Monday, July 12, 2010

Unveilings and Haiti

Yesterday morning I was at the Jewish cemetery in Regina for the unveiling of the tombstone of a friend. She was an elderly lady that died a year ago. In the Jewish tradition we bury our dead very quickly and very simply. The body is rarely embalmed and the burial is usually within 24 hours if possible. The burial is simple in that the coffin is an all wood, unadorned casket and the body is dressed in simple white garments. Following the funeral the family sits 'shiva' - a week of intense mourning which is then followed by 'shloshim' - 30 days of mourning. Mourning is officially over at that point however the family says kaddish every day for the next 11 months.

The unveiling is a tradition where the headstone marker is unveiled at the grave site. This usually happens around a year after the funeral.

The unveiling yesterday was well attended and the prayers are readings were appropriate. It was a sunny warm day - although I always find a chill in the air when I am in a cemetery.

I also visited my relatives who are buried in this cemetery - my uncle and his first wife. His wife is usually hard for me to find as she is buried at the back on the far north side. But yesterday I walked directly to her grave - pair my respects - and then spent a half an hour looking for my uncle.

Spending time in a cemetery always makes me a bit introspective. Questions come up - what is life about? who will remember me? what will I leave? does anything beyond death matter as long as I have been a good person before death?

In this mood I was driving home and was listening to reports about the continuing devastation in Haiti. Evidently, despite billions of dollars of promised aid, there has been very little progress in helping the Haitian people crawl out from under the wreckage.

Many people and many governments donated to the Haitian cause.

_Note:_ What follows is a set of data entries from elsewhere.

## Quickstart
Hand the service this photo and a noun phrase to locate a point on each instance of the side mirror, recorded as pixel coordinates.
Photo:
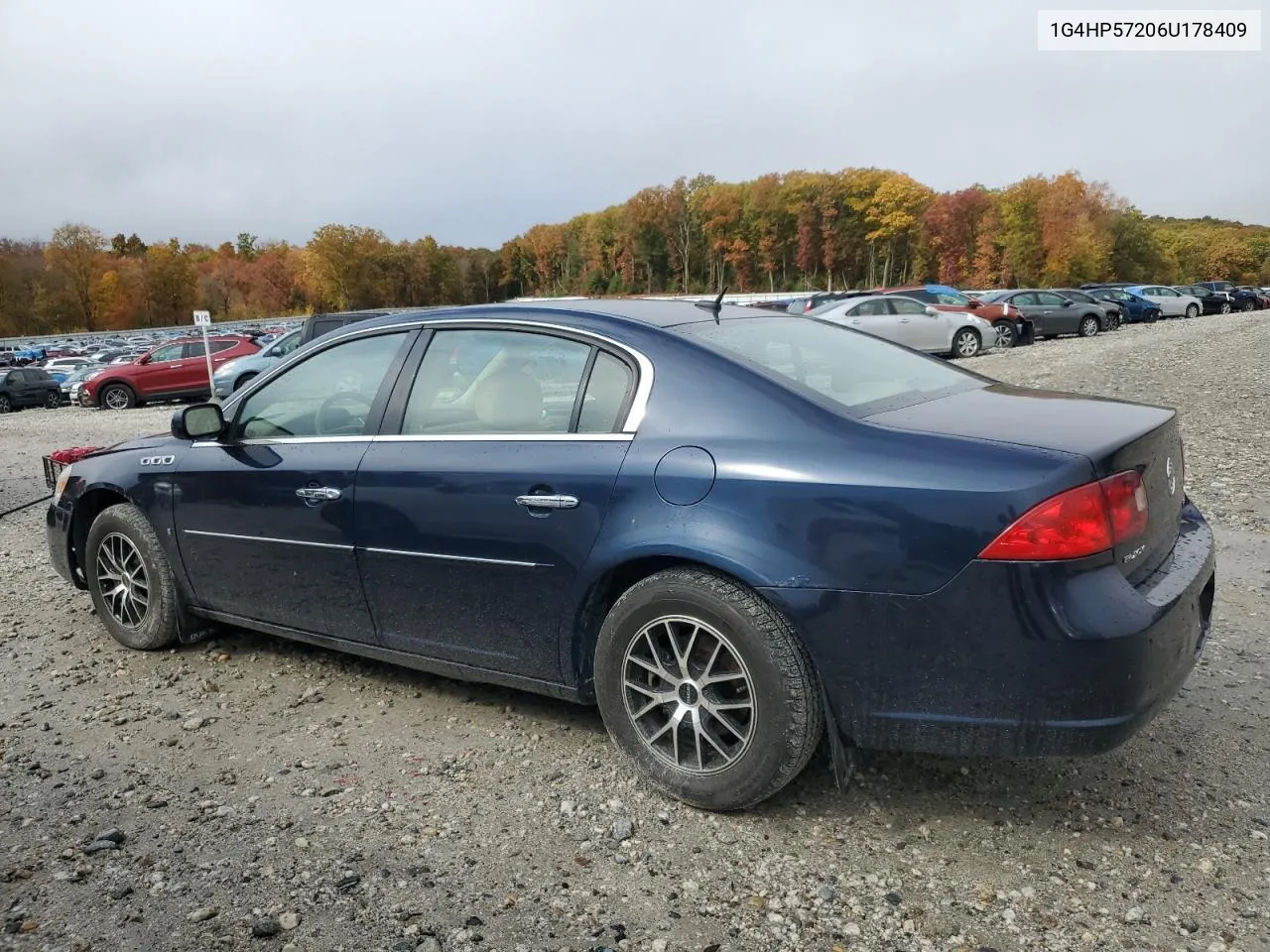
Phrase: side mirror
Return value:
(198, 421)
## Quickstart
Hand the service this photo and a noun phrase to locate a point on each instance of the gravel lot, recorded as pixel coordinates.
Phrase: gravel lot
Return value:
(246, 792)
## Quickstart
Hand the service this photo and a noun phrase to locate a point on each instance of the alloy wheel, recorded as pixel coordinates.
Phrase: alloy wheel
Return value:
(117, 399)
(689, 694)
(121, 575)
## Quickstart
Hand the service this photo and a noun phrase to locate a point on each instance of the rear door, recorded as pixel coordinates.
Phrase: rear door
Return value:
(19, 391)
(474, 521)
(264, 516)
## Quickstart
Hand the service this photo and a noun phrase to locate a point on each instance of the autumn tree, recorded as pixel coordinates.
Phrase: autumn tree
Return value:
(73, 253)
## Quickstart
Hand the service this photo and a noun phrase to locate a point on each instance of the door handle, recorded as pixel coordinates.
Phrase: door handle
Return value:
(550, 502)
(318, 493)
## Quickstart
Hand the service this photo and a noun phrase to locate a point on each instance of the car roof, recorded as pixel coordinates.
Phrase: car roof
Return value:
(630, 311)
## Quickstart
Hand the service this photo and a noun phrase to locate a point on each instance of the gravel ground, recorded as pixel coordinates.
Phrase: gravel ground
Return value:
(246, 792)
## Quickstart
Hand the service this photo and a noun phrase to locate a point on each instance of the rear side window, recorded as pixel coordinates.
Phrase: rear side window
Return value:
(853, 371)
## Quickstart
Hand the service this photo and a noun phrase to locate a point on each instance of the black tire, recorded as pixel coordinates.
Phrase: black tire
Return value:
(966, 343)
(117, 397)
(158, 625)
(776, 679)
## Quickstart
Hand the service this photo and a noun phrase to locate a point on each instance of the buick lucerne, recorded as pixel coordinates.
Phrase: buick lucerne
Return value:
(737, 532)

Taking this action is worthy of praise and appropriate but like all things one needs to make sure that 'giving' isn't the end of the story. Action is needed to directly and overtly change the conditions that victims of disasters find themselves in. The effects of Katrina in New Orleans and the lackadaisical relief efforts are a good model of what not to do.

My questions raised at the cemetery were answered by the Haitian reports. Do something, change something, make something better....... Who cares who knows or who remembers - an important part of being able to live with myself is to make sure that part of my living is aimed at helping all of us be better off in one way or another.